The FAI’s 2008 accounts were lodged with the Companies Office last week and show losses of €16m last year, which has led to speculation the Association will have to borrow to fund its commitment – an estimated €74 million – for the new stadium.
The accounts do not specify the terms of when this financial commitment has to be paid, or what penalties will be incurred if any of the payment obligations are not met.
FAI chief executive John Delaney has expressed confidence that the association will sell 60% of its 10-year tickets – costing between €12,000 and €32,000 each – by the time the stadium opens in August next year, but with the slowdown in the economy sales have been slow.

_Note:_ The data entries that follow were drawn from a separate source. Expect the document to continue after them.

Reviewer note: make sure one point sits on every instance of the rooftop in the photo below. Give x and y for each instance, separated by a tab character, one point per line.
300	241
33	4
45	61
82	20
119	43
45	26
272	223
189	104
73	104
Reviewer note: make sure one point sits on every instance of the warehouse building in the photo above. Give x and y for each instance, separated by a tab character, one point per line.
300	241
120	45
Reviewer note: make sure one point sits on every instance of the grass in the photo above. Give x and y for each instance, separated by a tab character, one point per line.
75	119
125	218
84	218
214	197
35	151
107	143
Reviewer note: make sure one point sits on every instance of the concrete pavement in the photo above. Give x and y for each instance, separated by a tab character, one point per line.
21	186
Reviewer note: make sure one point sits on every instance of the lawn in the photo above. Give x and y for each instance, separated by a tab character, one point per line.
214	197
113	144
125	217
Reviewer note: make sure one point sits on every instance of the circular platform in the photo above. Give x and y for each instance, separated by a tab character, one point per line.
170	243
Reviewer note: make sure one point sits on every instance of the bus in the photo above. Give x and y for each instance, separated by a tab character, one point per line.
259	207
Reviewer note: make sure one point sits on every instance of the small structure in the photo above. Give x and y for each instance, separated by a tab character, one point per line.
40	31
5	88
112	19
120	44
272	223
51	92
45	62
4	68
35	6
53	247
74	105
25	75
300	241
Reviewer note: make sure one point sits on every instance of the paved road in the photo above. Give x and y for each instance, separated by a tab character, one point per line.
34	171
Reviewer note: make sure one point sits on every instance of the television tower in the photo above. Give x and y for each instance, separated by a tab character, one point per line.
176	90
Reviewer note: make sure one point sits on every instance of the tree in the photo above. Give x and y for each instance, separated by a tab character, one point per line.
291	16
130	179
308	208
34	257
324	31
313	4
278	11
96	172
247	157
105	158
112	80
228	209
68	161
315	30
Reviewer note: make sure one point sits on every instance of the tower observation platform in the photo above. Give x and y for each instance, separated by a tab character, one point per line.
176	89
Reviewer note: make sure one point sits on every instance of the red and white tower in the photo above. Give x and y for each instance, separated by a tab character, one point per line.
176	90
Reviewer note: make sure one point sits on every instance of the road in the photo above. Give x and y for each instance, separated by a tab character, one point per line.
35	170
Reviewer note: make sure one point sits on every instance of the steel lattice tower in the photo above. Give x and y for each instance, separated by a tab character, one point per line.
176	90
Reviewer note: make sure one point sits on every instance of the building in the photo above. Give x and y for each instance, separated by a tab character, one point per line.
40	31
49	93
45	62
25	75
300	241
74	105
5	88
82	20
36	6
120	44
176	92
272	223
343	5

In contrast, the IRFU launched their ticket scheme a year earlier than the FAI – before the recession took hold – and sold 10,000 of their individual 10-year tickets at €15,000 each very quickly; rugby’s governing body also sold the largest corporate box on a five-year lease for €850,000.
The drain on the FAI’s cash in 2008 was principally as a result of incurring operating losses of €11m and exceptional, though unspecified, costs of €5.2m, while the other factor in the FAI’s worsening cash position is the deterioration in working capital. Unpaid debts due to the FAI have increased by €3m.
Last month, at the FAI’s Annual General Meeting in Monaghan, John Delaney insisted that sales of 10-year tickets at the grassroots level were going very well but he refused to confirm how many tickets had actually been sold. He added that borrowing to cover commitments to a new stadium was normal practice.